7 Чиновники, военнослужащие, учащиеся в Российской Империи должны были ежегодно предоставлять свидетельство о говении.
8 Сходный образ и у оппонента: ‘…в терзаемой плоти матерней, в кровях матерних рождается младенец, сила отделения, отталкивания необходима ему, чтобы родиться’. Но вывод прямо противоположный: ‘Рождение подобно убийству’, т. е. для жизни ‘новой церкви’ нужно убить старую (Мережковский Д. Собр. соч. Грядущий Хам. М., 2004. С. 314.).
99 января 1905 — самый страшный и великий день в истории России: крестный ход православного народа к царю с требованием установить жизнь в стране согласно с Божескими законами был расстрелян по приказанию великих князей при попустительстве императора.
10Эрн Владимир Францевич (1882—1917) — философ, создатель (вместе со Свенцицким) Христианского братства борьбы и Московского религиозно-философского общества памяти Вл. Соловьёва.
11Окружное послание (энциклика) — обращение архипастырей к народу в особенно важных обстоятельствах, требующих внимание всей Церкви.

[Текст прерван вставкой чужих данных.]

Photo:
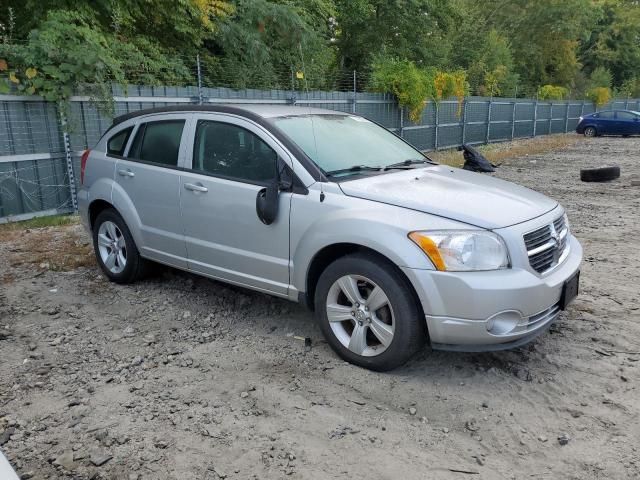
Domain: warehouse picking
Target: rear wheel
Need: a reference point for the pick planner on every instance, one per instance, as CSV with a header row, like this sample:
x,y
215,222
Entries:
x,y
115,250
367,312
590,132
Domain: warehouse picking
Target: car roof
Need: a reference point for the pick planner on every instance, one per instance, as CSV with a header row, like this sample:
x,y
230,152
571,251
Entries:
x,y
254,112
615,111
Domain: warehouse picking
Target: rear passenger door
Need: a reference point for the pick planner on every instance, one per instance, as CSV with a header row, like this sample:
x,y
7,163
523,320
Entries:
x,y
232,160
148,187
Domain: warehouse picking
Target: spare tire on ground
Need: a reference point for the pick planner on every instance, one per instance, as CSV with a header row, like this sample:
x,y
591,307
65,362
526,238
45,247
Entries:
x,y
600,174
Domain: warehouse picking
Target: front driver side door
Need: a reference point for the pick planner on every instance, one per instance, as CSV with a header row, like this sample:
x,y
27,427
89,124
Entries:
x,y
232,160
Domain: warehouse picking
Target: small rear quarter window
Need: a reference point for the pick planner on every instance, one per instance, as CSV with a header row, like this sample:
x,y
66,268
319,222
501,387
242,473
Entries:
x,y
117,143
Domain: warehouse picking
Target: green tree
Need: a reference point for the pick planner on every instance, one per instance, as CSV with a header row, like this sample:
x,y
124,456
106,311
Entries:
x,y
613,41
413,29
266,44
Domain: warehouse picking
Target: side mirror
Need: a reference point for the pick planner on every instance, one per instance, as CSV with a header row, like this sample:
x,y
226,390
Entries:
x,y
267,202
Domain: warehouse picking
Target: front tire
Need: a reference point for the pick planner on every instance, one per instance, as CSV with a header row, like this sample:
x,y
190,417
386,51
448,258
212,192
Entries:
x,y
368,313
115,250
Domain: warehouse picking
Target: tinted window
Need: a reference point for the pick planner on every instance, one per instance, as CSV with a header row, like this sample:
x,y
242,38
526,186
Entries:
x,y
625,116
231,151
117,143
158,142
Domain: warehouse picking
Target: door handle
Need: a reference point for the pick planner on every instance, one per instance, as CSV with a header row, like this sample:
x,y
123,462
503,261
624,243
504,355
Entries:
x,y
126,173
196,187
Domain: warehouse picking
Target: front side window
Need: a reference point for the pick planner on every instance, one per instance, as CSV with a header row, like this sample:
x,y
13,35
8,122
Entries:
x,y
337,142
117,143
158,142
231,151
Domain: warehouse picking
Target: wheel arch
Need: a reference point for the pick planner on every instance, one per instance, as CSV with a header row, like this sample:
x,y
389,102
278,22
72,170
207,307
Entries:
x,y
330,253
96,207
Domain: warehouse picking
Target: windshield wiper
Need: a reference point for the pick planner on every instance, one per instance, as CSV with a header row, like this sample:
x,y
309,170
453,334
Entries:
x,y
407,163
354,168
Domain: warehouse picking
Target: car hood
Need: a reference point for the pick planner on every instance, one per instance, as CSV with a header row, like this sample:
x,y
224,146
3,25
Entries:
x,y
473,198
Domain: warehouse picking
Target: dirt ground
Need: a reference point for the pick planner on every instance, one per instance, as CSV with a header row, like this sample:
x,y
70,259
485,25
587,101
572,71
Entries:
x,y
181,377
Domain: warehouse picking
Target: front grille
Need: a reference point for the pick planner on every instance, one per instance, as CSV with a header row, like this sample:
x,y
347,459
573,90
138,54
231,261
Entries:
x,y
546,244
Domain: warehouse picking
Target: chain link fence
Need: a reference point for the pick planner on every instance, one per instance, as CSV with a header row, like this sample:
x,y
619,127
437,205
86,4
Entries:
x,y
39,153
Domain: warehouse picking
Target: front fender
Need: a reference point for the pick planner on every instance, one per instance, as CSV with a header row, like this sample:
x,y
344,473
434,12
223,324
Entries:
x,y
341,219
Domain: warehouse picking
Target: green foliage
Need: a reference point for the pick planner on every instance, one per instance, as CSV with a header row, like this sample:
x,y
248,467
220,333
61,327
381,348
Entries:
x,y
412,86
504,47
630,88
264,44
600,77
416,30
552,92
600,96
65,56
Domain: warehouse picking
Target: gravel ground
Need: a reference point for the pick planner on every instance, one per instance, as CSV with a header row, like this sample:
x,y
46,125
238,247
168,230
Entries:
x,y
182,377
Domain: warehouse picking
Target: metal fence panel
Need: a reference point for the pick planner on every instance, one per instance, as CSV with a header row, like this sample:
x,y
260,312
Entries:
x,y
34,172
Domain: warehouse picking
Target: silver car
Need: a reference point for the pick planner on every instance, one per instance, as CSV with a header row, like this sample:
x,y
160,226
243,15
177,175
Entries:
x,y
331,210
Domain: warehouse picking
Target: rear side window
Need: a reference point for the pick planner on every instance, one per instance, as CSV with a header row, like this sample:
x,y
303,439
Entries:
x,y
117,143
158,142
230,151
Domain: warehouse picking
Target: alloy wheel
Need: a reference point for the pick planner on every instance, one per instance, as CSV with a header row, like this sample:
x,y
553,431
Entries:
x,y
360,315
112,247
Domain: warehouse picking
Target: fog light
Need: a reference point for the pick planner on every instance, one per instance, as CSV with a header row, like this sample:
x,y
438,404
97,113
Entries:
x,y
503,322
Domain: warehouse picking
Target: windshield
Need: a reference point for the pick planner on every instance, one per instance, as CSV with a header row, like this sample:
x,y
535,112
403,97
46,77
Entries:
x,y
338,142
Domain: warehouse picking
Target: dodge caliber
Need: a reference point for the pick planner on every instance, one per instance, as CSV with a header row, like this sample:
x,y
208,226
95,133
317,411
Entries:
x,y
390,249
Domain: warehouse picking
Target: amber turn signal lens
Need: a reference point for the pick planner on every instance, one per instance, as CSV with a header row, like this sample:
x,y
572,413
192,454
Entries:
x,y
429,247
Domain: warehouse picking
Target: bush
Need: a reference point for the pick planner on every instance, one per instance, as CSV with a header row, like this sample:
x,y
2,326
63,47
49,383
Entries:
x,y
599,96
411,85
414,86
552,92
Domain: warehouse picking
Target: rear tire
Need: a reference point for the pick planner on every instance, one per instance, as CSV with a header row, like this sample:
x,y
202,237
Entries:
x,y
383,326
590,132
116,252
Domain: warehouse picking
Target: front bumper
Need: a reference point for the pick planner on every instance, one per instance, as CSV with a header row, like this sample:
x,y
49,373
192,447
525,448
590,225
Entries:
x,y
480,311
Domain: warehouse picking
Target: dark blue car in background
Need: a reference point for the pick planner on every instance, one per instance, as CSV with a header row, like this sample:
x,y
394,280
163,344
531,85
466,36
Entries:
x,y
610,122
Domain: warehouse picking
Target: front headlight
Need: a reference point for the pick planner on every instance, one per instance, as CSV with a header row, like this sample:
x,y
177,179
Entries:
x,y
463,250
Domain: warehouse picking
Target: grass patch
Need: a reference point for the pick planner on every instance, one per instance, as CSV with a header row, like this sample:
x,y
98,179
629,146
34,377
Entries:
x,y
48,243
40,222
499,152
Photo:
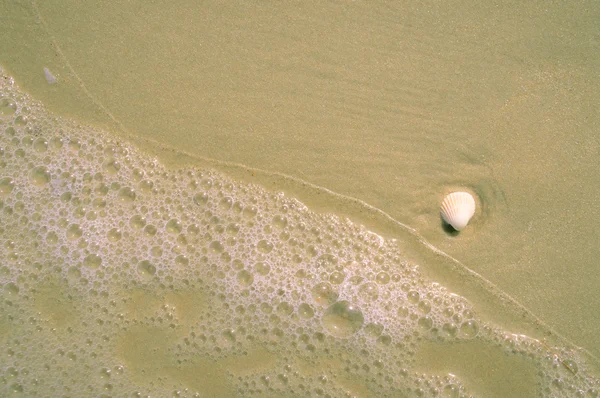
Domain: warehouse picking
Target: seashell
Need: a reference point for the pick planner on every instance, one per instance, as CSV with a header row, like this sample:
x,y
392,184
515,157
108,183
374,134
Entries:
x,y
458,209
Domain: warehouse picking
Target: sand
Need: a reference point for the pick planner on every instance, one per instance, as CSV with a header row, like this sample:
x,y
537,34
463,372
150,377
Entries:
x,y
390,105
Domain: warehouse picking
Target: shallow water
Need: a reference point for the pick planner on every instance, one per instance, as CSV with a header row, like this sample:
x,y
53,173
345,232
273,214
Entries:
x,y
282,100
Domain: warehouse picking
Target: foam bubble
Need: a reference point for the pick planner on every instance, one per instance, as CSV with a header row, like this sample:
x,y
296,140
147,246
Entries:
x,y
116,270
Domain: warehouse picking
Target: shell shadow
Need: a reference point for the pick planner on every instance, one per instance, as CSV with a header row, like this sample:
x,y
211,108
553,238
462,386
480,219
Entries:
x,y
447,228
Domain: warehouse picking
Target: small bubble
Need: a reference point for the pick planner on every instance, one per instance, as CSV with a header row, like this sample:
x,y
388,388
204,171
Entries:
x,y
146,185
216,247
146,269
342,319
382,278
111,167
40,145
6,186
11,289
264,246
201,199
279,222
21,120
369,291
93,261
126,194
74,232
245,278
373,330
450,330
306,311
137,221
7,106
181,260
403,312
150,230
413,297
114,235
40,176
225,203
469,329
424,307
323,294
336,277
173,227
425,322
262,268
249,212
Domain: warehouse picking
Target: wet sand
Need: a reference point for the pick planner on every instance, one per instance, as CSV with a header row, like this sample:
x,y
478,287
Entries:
x,y
393,106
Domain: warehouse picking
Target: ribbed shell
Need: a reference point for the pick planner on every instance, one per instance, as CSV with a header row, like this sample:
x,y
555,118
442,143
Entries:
x,y
457,209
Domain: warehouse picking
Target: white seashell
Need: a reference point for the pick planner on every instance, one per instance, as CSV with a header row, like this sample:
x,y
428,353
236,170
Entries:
x,y
457,209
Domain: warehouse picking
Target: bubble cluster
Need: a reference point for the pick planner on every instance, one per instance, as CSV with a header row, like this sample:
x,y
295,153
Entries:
x,y
123,277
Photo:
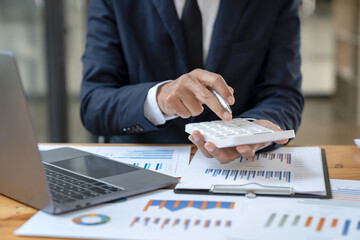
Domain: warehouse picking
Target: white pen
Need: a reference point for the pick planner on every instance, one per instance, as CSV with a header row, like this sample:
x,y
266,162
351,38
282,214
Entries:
x,y
222,101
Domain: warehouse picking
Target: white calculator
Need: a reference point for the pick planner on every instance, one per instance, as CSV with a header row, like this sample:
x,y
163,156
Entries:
x,y
236,132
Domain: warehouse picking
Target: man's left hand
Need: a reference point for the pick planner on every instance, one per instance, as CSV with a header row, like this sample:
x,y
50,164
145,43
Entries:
x,y
226,155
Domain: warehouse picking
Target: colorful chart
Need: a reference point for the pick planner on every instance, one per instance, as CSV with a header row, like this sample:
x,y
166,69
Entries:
x,y
177,222
91,219
175,205
316,224
282,157
227,174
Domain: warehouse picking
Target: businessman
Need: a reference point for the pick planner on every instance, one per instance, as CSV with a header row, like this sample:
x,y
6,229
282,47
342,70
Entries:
x,y
150,66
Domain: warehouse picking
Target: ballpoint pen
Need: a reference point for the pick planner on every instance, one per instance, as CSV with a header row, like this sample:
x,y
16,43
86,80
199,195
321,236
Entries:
x,y
222,101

Друзья указывали епископам ‘на необходимость немедленно, не дожидаясь, когда надвигающаяся буря стихийно охватит всю русскую жизнь’, выступить ‘в защиту всех справедливых христианских требований, выдвинутых освободительным движением, и тем встать впереди движения, сделать его христианским’ (Свенцицкий В. Собр. соч. Т. 2. С. 42). Текст воззвания см.: Свенцицкий В. Собр. соч. Т. 1. М., 2008. С. 99-102.

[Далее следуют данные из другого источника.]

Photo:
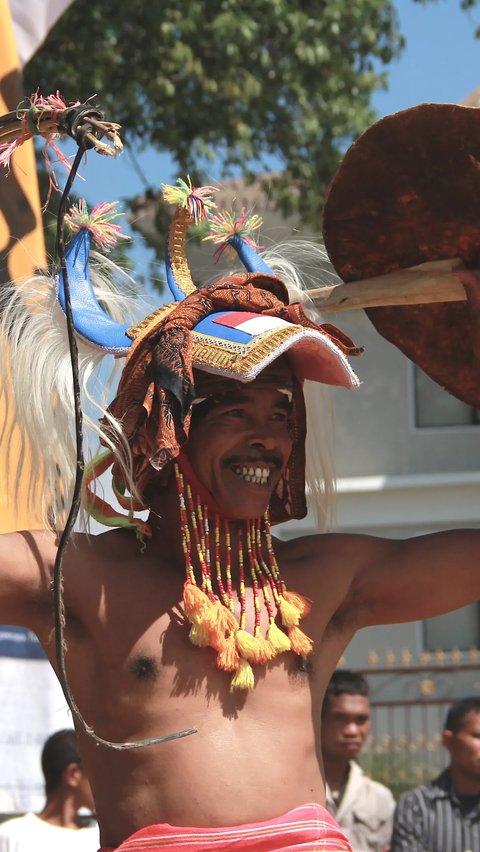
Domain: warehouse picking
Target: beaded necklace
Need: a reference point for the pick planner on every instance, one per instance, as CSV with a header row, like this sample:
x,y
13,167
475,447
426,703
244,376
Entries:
x,y
210,602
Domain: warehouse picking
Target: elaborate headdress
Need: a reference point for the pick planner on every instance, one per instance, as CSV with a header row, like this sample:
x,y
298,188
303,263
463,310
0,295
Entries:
x,y
233,329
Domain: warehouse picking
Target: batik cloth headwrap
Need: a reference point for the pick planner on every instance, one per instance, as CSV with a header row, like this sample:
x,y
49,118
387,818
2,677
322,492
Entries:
x,y
157,389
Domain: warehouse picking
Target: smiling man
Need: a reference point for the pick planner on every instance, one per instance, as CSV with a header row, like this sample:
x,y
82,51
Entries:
x,y
208,620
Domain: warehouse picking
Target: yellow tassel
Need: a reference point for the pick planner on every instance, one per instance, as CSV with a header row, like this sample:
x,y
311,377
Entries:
x,y
264,652
301,643
199,634
289,613
243,677
278,639
194,600
228,658
221,619
302,604
247,645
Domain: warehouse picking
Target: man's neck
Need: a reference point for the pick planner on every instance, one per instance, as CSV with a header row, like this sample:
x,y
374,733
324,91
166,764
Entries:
x,y
336,774
60,812
464,783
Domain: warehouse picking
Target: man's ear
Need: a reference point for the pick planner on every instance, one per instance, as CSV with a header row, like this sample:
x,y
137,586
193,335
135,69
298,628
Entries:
x,y
447,737
72,774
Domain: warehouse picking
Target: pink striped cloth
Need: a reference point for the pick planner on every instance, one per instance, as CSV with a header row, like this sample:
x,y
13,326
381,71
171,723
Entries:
x,y
303,829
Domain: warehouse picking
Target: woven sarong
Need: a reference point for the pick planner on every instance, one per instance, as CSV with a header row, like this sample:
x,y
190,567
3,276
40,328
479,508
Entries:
x,y
304,829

12Перцов Пётр Петрович (1868—1947) — публицист, искусствовед, ред. журнала ‘Новый путь’. Встреча состоялась в ‘Пале-Рояле’ (Пушкинская ул., д. 20), где он снимал квартиру.

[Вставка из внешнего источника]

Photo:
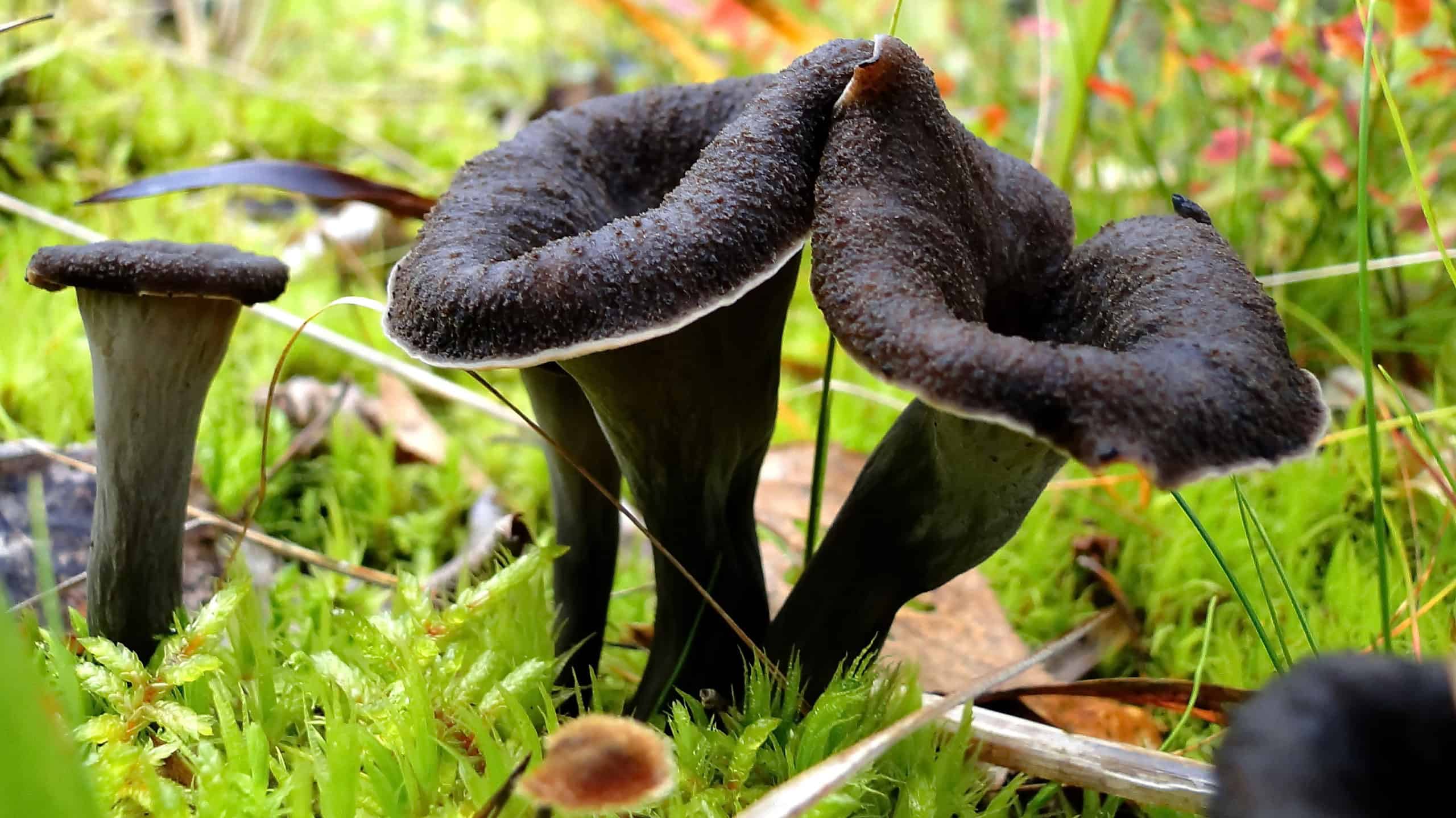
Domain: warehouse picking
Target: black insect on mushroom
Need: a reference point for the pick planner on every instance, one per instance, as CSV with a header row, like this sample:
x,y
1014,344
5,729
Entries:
x,y
1342,736
640,243
947,267
158,319
647,245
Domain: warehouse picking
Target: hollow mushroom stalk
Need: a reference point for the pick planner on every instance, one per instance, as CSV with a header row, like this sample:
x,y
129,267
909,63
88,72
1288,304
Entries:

13Свенцицкий Болеслав Давид Карлович (1832—1896) — потомственный дворянин, присяжный поверенный. За разрешением на развод с первой женой (сбежала, бросив пятерых детей) обращался к папе римскому. ‘В праздники дома принимали и православного священника, и ксёндза’ (Свенцицкая М. Отец Валентин // Надежда. 1984. Вып. 10. С. 186).
14Эрн Франц Карлович (?—1913) — управляющий Тифлисским аптечным складом, лютеранин, судя по письмам к сыну, глубоко верующий.
15 Ср.: ‘В. В. Розанов, нагло помалкивая и блистая очками, коленкой плясал, он осведомился пребрезгливо: ‘Свентицкий… Поляк вы? Эрн — немец?’ — ‘По происхождению — да’. — ‘Поляк с немцем’. И выплюнул: по отношению к Синоду: ‘Навозная куча была и осталась, раскапывать — вонь подымать, навоняет в нос всем… И только…’ Проект… со всех позиций разобранный, был отклонён… как героизм совершенно бесцельный и вредный, срывающий подготовление к борьбе’ (Белый А. Начало века. М., 1990. С. 494-495). А. В. Карташёв вспоминал: ‘Всё было затушевано шумным переходом к русскому чаю. И вся затея была забыта’ (Православная мысль. Вып. 8. Париж, 1951. С. 50).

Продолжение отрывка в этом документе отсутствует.